Nel gennaio del ’63, inoltre, La campana di vetro esce in Inghilterra. Poco meno di un mese dopo, in una mattina di febbraio, Sylvia si sveglia e prepara la colazione ai figli, apre la finestra della loro cameretta e ne sigilla la porta, scrive una nota per il vicino, un biglietto nel quale gli chiede di chiamare il dottore, la lascia sul tavolo della cucina, apre le manopole del gas e mette la testa nel forno. Sylvia Plath muore l’undici febbraio del 1963, aveva trent’anni.
La campana di vetro ha dalle forti connotazioni autobiografiche, raccontando dell’estate nella quale la Plath ha tentato per la prima volta il suicidio, nell’inverno dei suoi 21 anni: pur non essendo una lettura allegra – al contrario, è capace di provocare un certo senso di angoscia – possiede un passaggio al suo interno divenuto celebre, probabilmente quello maggiormente riportato quando si parla del libro:
Vidi la mia vita diramarsi davanti a me come il verde albero di fico del racconto. Dalla punta di ciascun ramo occhieggiava e ammiccava, come un bel fico maturo, un futuro meraviglioso. Un fico rappresentava un marito e dei figli e una vita domestica felice, un altro fico rappresentava la famosa poetessa, un altro la brillante accademica, un altro ancora era Esther Greenwood, direttrice di una prestigiosa rivista, un altro era l’Europa e l’Africa e il Sudamerica, un altro fico era Costantin, Socrate, Attila e tutta una schiera di amanti dai nomi bizzarri e dai mestieri anticonvenzionali, un altro fico era la campionessa olimpionica di vela, e dietro e al di sopra di questi fichi ce n’erano molti altri che non riuscivo a distinguere. E vidi me stessa seduta alla biforcazione dell’albero, che morivo di fame per non saper decidere quale fico cogliere. Li desideravo tutti allo stesso modo, ma sceglierne uno significava rinunciare per sempre a tutti gli altri, e mentre me ne stavo lì, incapace di decidere, i fichi incominciarono ad avvizzire e annerire, finché uno dopo l’altro si spiaccicarono a terra ai miei piedi.
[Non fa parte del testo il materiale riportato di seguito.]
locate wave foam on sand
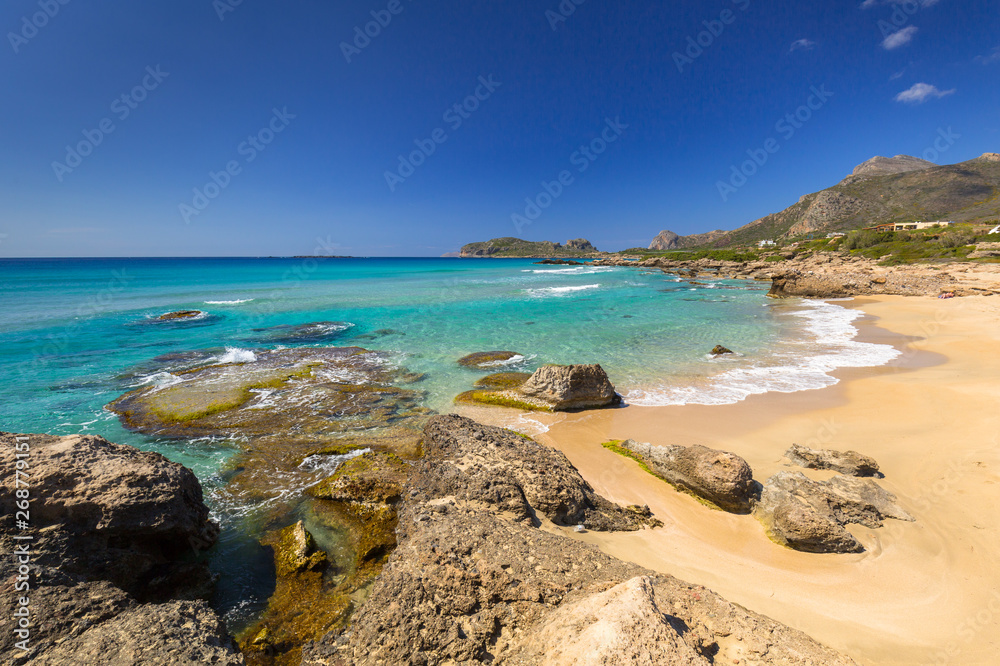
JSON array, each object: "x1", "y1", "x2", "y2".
[{"x1": 625, "y1": 301, "x2": 900, "y2": 407}]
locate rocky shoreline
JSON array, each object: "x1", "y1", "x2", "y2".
[
  {"x1": 0, "y1": 415, "x2": 868, "y2": 666},
  {"x1": 589, "y1": 252, "x2": 1000, "y2": 298}
]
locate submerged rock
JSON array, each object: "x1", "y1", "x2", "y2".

Da questo estratto emerge una visione manichea della vita nella quale non c’è spazio per gli sbagli e non c’è spazio per i ripensamenti: bisogna sapere cosa si vuole e cosa rincorrere, bisogna restare fedeli a chi si è giurato di diventare anche se ci rende mortalmente infelici. Sylvia Plath, è una giovane donna figlia del suo tempo ma con un’anima che non vi si adatta. Sylvia vuole scrivere, vuole intraprendere la vita accademica, vuole una famiglia, vuole vivere degli amori conturbanti e, quando incontra Ted Hughes, vede la possibilità di essere tutto ciò che vuole ma, come abbiamo visto, non è un futuro roseo quello che la aspetta.
Sylvia Plath, però, era una donna sposata e con figli negli anni ’50-’60: non è che godesse di chissà quali libertà ed oltre a questo era affetta da una psicopatologia decisamente invalidante in un’epoca nella quale la cura per la depressione era l’elettroshock e lo stigma per i disturbi psichiatrici afferrava delle vette inarrivabili.
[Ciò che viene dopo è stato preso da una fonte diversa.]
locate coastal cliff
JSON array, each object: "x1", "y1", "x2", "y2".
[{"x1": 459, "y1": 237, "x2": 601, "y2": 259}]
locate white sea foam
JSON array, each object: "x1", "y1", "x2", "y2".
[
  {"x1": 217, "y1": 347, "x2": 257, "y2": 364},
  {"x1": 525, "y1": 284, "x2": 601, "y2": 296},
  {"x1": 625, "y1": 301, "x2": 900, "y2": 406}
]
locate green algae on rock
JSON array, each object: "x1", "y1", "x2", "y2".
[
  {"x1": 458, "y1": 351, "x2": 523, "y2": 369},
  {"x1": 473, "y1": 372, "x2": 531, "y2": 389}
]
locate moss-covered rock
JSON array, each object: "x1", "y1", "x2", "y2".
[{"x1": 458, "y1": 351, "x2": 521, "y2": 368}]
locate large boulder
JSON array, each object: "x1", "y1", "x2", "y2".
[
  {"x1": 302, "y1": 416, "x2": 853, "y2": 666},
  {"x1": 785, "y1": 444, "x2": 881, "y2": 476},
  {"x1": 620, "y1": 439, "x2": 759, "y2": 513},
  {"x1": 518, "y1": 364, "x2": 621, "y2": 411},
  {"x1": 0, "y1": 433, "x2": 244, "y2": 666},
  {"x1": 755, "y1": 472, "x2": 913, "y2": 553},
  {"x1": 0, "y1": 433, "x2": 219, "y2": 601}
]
Ciò che Sylvia Plath ci spinge a realizzare è che non siamo Sylvia Plath e nemmeno Esther Greenwood, protagonista del libro. Che viviamo in una realtà nella quale l’idea di fallire attanaglia i nostri stomaci e produce strani sogni con Enzo Paolo Turchi che rasa la testa alle nostre bambole preferite d’infanzia; ma, allo stesso tempo, ci fa comprendere l’importanza del cambiare idea e vedere nello sbaglio un’occasione di crescita personale.
L’estratto del romanzo dell’albero di fico (oltre ad aver causato un copiosissimo quantitativo di tatuaggi più o meno kitsch), è stato riportato all’interno di una serie tv prodotta da Netflix: Master of None, il cui autore e protagonista è Aziz Ansari.
Protagonista della serie è Dev, ragazzo di trent’anni, tecnicamente attore; ma, come ci suggerisce il titolo, maestro di tutto e capace in niente. Dev non ha arte né parte: vive in maniera inverosimilmente agiata procedendo con inerzia, con superficialità.
Nel finale della prima stagione, Dev si ritrova in un momento di impasse: alla prima di un suo film, una produzione di serie Z (da far sbiancare l’Asylum) che ha impegnato circa un anno della sua vita, scopre di essere stato tagliato dalla pellicola; tornati a casa, Dev e Rachel – la ragazza con la quale sta da due anni – litigano: si amano veramente o stanno insieme solo per abitudine? Sono pronti ad abbandonare l’idealistica ricerca del vero amore? Alla fine si prendono una pausa.
Dev non ha nulla in mano: non fa un lavoro che lo appassiona, non sa cosa fare della sua relazione ed è in quel momento che parte – in maniera assolutamente e, credo, volutamente decontestualizzata – la sequenza dell’albero di fico: deve prendere una decisione, non può morire di fame guardando ogni frutto cadere ai suoi piedi, così chiama Rachel e i due si incontrano ma, prima che lui possa comunicarle i suoi desideri per il futuro del loro rapporto, lei lo lascia per andare a vivere in Giappone; lui, analogamente, decide di partire per l’Italia e provare a fare ciò che lo appassiona ovvero, cito testualmente, la pasta.
Aziz Ansari* decide quindi di ricontestualizzare le parole della Plath in uno scenario che meglio si adatta alla società attuale (non che sia pieno di persone che lasciano tutto per andare a vivere in un altro paese senza un piano o una minima conoscenza della lingua, ma siamo nel range della sospensione dell’incredulità), per farci capire che cogliere un fico non è una condanna ma, per quanto difficile possa essere, è necessario: devi prendere una posizione e, se anche dovesse rivelarsi essere quella peggiore, anche se dovessi fallire, andrà tutto bene, sarai cresciuto. La vita non è fatta di una singola grande scelta ma di tante decisioni più o meno rilevanti che si compiono ogni giorno.
*È doveroso ricordare che il nome di Ansari, poco dopo lo scoppio del MeToo, si era andato ad aggiungere alla lunga lista di accusati di molestie. Non c’è mai stata un’accusa formale ma la carriera e la vita dell’attore sono stati comunque impattati dalle accuse; si è ritirato dalle scene per quasi due anni per poi tornare con lo spettacolo di stand up RIGHT NOW, anch’esso su Netflix: forse non è il più divertente sulla piattaforma ma, se si è in grado di “mettere in pausa” il giudizio, offre una visione interessante di come dai momenti di maggiore difficoltà possa nascere la consapevolezza di sé.